Xenófanes interpretou a inovação ou καινοτομία como a “abertura de novos cortes”: novas fontes de renda, uso eficiente do trabalho, uma força de trabalho melhor treinada e próspera, com uma valorização dos preços da terra (XENÓFANES, 1897, pg. 75). O sentido do termo é o de criar novas formas de fazer as coisas para alcançar um objetivo específico. Por outro lado, no entanto, Xenófanes considerou sua própria proposta arriscada, capaz de afetar o equilíbrio dos poderes políticos existentes (XENÓFANES, 1897, pg. 85; GODIN e LUCIER, 2012).
Nos gregos posteriores Platão e Aristóteles, inovação é usada num sentido essencialmente pejorativo.
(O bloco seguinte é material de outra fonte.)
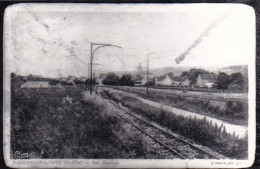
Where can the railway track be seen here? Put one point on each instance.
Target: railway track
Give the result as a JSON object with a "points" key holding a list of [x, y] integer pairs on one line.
{"points": [[139, 91], [171, 144]]}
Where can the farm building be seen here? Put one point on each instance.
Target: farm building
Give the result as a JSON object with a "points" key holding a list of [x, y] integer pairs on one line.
{"points": [[99, 81], [206, 80], [185, 83], [166, 81], [140, 81], [35, 84]]}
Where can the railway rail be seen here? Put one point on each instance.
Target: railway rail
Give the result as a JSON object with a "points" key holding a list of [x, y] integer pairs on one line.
{"points": [[139, 91], [170, 142]]}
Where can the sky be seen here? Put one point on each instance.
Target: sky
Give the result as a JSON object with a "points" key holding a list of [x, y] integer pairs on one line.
{"points": [[54, 40]]}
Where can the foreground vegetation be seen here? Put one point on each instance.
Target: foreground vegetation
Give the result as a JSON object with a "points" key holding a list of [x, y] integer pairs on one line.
{"points": [[68, 123], [234, 112], [200, 131]]}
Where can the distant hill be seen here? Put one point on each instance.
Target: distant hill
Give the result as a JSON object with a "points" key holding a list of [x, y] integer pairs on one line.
{"points": [[178, 70], [233, 69]]}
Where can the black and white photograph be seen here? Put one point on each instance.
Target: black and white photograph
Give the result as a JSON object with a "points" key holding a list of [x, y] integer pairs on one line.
{"points": [[129, 85]]}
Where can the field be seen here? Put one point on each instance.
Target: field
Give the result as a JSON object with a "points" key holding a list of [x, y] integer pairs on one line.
{"points": [[69, 123]]}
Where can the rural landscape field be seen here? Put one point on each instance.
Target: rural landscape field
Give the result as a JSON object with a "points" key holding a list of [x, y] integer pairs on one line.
{"points": [[63, 120], [115, 82]]}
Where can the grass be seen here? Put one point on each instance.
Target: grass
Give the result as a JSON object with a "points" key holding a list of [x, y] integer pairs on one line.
{"points": [[200, 131], [69, 123], [233, 112]]}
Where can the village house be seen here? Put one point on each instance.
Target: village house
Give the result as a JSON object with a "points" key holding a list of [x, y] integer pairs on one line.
{"points": [[166, 81], [99, 80], [140, 81], [206, 80], [35, 84], [185, 82]]}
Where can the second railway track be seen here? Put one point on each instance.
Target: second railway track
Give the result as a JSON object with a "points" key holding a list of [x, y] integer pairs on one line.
{"points": [[171, 144]]}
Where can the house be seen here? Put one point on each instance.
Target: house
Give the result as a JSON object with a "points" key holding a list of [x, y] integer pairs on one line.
{"points": [[140, 81], [36, 84], [165, 81], [206, 80], [99, 81]]}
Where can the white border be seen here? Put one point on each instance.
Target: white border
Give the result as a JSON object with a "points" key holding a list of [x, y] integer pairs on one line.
{"points": [[118, 163]]}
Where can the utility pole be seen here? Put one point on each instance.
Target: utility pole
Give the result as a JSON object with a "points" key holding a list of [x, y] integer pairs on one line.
{"points": [[91, 61], [92, 52]]}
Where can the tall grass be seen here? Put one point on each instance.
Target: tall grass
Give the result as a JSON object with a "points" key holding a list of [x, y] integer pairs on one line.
{"points": [[71, 123], [199, 130], [235, 112]]}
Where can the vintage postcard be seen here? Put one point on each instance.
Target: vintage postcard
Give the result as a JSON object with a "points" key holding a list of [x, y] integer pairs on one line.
{"points": [[129, 85]]}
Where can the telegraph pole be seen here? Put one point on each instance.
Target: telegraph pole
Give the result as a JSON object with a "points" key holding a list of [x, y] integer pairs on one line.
{"points": [[92, 52], [147, 75], [91, 61]]}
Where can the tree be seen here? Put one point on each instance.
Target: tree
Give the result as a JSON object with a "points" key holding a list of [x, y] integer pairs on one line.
{"points": [[238, 79], [111, 79], [223, 81], [126, 80]]}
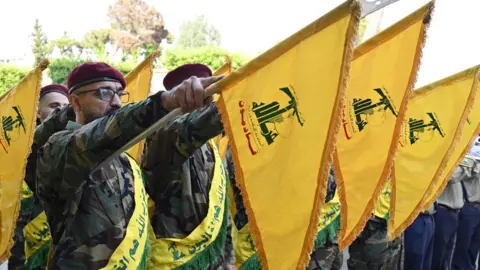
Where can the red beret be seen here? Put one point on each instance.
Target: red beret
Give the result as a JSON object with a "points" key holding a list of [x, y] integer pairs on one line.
{"points": [[182, 73], [53, 88], [91, 72]]}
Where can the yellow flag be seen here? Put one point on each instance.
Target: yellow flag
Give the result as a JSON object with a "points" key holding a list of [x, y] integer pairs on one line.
{"points": [[381, 79], [18, 112], [469, 133], [281, 112], [138, 85], [434, 121], [223, 70]]}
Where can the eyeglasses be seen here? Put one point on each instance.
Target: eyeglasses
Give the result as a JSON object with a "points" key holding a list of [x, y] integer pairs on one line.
{"points": [[107, 94]]}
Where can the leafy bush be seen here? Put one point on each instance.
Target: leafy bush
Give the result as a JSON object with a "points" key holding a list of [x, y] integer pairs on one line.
{"points": [[211, 56], [61, 67], [10, 75]]}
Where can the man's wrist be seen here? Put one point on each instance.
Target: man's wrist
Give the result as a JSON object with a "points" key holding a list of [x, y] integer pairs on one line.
{"points": [[164, 100]]}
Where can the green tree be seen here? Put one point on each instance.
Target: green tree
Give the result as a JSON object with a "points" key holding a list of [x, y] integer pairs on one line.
{"points": [[40, 43], [96, 40], [137, 28], [211, 56], [9, 76], [198, 33], [66, 45]]}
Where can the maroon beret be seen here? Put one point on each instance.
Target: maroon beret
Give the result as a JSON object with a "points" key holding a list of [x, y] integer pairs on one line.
{"points": [[182, 73], [53, 88], [91, 72]]}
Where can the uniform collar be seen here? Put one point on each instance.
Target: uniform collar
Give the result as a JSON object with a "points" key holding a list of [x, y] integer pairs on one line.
{"points": [[72, 126]]}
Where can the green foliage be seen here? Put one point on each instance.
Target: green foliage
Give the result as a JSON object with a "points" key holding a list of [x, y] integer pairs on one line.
{"points": [[96, 41], [40, 41], [137, 28], [61, 67], [211, 56], [9, 76], [67, 45], [198, 33]]}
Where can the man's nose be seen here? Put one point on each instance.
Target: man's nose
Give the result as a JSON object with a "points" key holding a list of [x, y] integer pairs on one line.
{"points": [[116, 101]]}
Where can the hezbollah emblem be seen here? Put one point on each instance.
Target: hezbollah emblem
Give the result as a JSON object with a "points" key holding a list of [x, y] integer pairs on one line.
{"points": [[368, 111], [422, 129], [12, 127], [260, 119]]}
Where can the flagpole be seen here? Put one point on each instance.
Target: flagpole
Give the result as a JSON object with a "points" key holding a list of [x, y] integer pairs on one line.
{"points": [[161, 123]]}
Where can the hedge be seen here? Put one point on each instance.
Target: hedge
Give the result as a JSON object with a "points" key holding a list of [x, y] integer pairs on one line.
{"points": [[10, 75]]}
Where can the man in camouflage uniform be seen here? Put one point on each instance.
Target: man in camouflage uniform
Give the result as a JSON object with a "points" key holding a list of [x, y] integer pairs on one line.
{"points": [[467, 246], [88, 211], [181, 177], [372, 250], [51, 97], [328, 256]]}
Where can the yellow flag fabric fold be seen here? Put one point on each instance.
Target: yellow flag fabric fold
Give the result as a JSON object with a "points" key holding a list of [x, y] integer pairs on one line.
{"points": [[18, 111], [435, 118], [469, 133], [138, 86], [223, 70], [281, 112], [381, 79]]}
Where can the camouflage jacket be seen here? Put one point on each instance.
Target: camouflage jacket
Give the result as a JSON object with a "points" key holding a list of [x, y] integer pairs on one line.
{"points": [[88, 213], [179, 163], [31, 207]]}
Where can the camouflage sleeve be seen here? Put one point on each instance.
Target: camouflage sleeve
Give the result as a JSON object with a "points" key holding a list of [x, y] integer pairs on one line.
{"points": [[460, 173], [331, 185], [240, 219], [166, 150], [57, 121], [195, 129], [77, 153]]}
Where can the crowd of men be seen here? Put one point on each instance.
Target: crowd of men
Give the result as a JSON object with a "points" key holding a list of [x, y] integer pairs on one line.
{"points": [[92, 213]]}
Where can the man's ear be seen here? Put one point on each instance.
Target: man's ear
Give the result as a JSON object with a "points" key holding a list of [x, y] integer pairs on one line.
{"points": [[73, 99]]}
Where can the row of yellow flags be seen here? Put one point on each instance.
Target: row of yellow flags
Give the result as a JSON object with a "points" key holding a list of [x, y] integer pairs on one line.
{"points": [[310, 101]]}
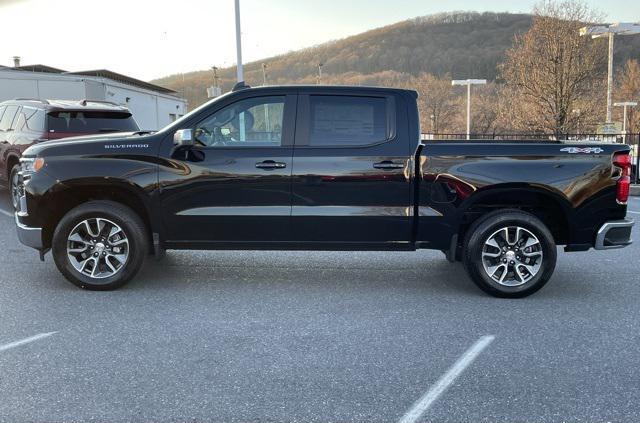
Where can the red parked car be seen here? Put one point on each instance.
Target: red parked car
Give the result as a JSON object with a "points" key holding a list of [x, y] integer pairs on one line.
{"points": [[24, 122]]}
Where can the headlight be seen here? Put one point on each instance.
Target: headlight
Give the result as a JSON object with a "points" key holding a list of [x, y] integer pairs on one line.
{"points": [[31, 164]]}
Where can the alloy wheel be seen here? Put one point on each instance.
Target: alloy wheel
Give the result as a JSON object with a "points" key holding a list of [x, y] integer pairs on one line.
{"points": [[512, 256], [98, 248]]}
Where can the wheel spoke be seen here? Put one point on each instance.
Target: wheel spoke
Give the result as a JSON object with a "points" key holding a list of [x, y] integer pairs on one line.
{"points": [[492, 255], [108, 262], [521, 276], [531, 242]]}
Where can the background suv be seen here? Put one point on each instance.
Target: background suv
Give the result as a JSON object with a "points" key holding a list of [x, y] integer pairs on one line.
{"points": [[24, 122]]}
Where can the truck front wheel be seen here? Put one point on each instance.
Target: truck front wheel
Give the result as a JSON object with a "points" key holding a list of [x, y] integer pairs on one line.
{"points": [[509, 254], [100, 245]]}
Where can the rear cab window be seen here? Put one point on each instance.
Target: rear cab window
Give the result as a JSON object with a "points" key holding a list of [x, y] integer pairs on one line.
{"points": [[349, 121], [90, 122]]}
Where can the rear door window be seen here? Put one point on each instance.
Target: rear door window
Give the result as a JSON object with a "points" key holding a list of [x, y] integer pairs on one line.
{"points": [[347, 120], [85, 122], [7, 117]]}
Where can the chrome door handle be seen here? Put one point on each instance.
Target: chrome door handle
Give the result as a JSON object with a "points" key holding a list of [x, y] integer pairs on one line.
{"points": [[387, 164], [270, 164]]}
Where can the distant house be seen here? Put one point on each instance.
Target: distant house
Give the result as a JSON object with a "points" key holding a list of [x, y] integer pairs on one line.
{"points": [[152, 106]]}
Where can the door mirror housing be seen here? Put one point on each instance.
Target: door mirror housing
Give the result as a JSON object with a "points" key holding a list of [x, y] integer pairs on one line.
{"points": [[183, 137]]}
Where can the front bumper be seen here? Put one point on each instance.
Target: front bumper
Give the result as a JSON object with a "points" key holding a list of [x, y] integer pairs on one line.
{"points": [[31, 237], [614, 234]]}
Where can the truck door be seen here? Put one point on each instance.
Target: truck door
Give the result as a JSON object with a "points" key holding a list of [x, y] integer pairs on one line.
{"points": [[352, 171], [234, 184]]}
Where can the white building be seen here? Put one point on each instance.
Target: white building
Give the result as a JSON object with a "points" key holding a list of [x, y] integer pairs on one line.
{"points": [[153, 107]]}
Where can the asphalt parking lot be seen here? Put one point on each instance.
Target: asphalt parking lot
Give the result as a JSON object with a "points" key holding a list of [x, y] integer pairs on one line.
{"points": [[318, 337]]}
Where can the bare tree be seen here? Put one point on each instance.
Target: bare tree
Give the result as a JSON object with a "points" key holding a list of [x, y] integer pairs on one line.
{"points": [[629, 90], [551, 69], [437, 102]]}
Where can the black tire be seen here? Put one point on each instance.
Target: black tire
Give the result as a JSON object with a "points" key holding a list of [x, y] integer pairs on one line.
{"points": [[493, 223], [14, 186], [131, 225]]}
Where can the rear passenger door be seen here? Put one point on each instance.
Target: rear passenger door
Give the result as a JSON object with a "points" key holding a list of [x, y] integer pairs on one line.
{"points": [[352, 170]]}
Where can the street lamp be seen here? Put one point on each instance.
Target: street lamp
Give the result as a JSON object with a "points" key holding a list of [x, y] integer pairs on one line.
{"points": [[600, 31], [238, 43], [624, 105], [468, 83]]}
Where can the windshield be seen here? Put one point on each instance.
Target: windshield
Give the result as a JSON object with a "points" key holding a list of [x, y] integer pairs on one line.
{"points": [[83, 122]]}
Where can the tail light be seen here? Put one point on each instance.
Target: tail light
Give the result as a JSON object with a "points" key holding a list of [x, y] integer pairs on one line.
{"points": [[623, 161]]}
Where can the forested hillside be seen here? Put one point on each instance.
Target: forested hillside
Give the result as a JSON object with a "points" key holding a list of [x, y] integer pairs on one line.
{"points": [[460, 45]]}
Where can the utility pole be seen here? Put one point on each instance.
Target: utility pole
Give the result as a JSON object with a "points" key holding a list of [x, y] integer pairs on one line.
{"points": [[468, 83], [267, 124], [239, 43], [600, 31], [624, 105]]}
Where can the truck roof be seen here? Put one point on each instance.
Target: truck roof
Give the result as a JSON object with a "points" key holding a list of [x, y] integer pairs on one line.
{"points": [[57, 105], [324, 88]]}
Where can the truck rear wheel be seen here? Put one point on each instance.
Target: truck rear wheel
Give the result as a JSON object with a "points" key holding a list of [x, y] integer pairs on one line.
{"points": [[100, 245], [509, 254]]}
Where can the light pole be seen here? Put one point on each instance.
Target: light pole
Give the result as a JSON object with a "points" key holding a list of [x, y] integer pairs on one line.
{"points": [[624, 105], [600, 31], [468, 83], [239, 43]]}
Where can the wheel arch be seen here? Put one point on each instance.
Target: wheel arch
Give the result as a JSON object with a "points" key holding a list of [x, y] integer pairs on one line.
{"points": [[71, 194], [551, 207]]}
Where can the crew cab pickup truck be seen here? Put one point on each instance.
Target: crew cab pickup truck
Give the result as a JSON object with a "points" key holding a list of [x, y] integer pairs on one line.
{"points": [[319, 168]]}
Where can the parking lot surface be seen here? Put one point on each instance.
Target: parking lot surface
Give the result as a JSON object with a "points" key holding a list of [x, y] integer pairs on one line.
{"points": [[252, 336]]}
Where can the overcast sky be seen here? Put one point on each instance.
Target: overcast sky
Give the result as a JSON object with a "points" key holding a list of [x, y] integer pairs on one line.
{"points": [[153, 38]]}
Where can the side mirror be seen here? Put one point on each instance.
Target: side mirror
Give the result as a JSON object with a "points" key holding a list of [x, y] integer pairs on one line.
{"points": [[183, 137]]}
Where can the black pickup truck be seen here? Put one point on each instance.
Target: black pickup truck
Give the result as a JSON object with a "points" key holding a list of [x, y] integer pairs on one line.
{"points": [[319, 168]]}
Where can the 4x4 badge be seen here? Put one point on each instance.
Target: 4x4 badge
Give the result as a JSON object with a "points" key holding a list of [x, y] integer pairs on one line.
{"points": [[588, 150]]}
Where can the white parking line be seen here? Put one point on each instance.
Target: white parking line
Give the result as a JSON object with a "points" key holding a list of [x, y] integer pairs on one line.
{"points": [[423, 404], [25, 341]]}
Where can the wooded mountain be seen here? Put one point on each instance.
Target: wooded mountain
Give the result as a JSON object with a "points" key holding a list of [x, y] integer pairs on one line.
{"points": [[461, 44]]}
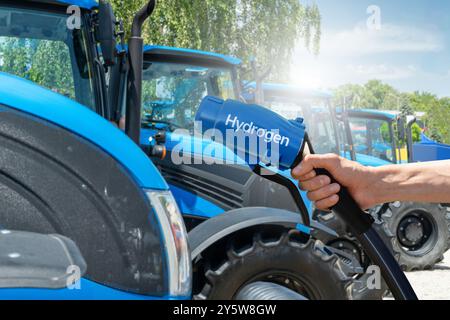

Platão expõe seu ponto de vista sobre a inovação em suas Leis, ao se referir sobre os crimes e as punições aos imigrantes: “(…) mas se ele for condenado por tentar fazer inovações na educação e nas Leis, deixe-o morrer” (PLATÃO, 2013). Para Aristóteles, que considerava a política como uma technê e não uma prática, a inovação também deveria ser rechaçada. Conforme afirma Thanassis (2015), “embora cada excurso em Política II tenha o seu próprio foco, (ambos) estão unidos pelo problema das inovações e das mudanças políticas”.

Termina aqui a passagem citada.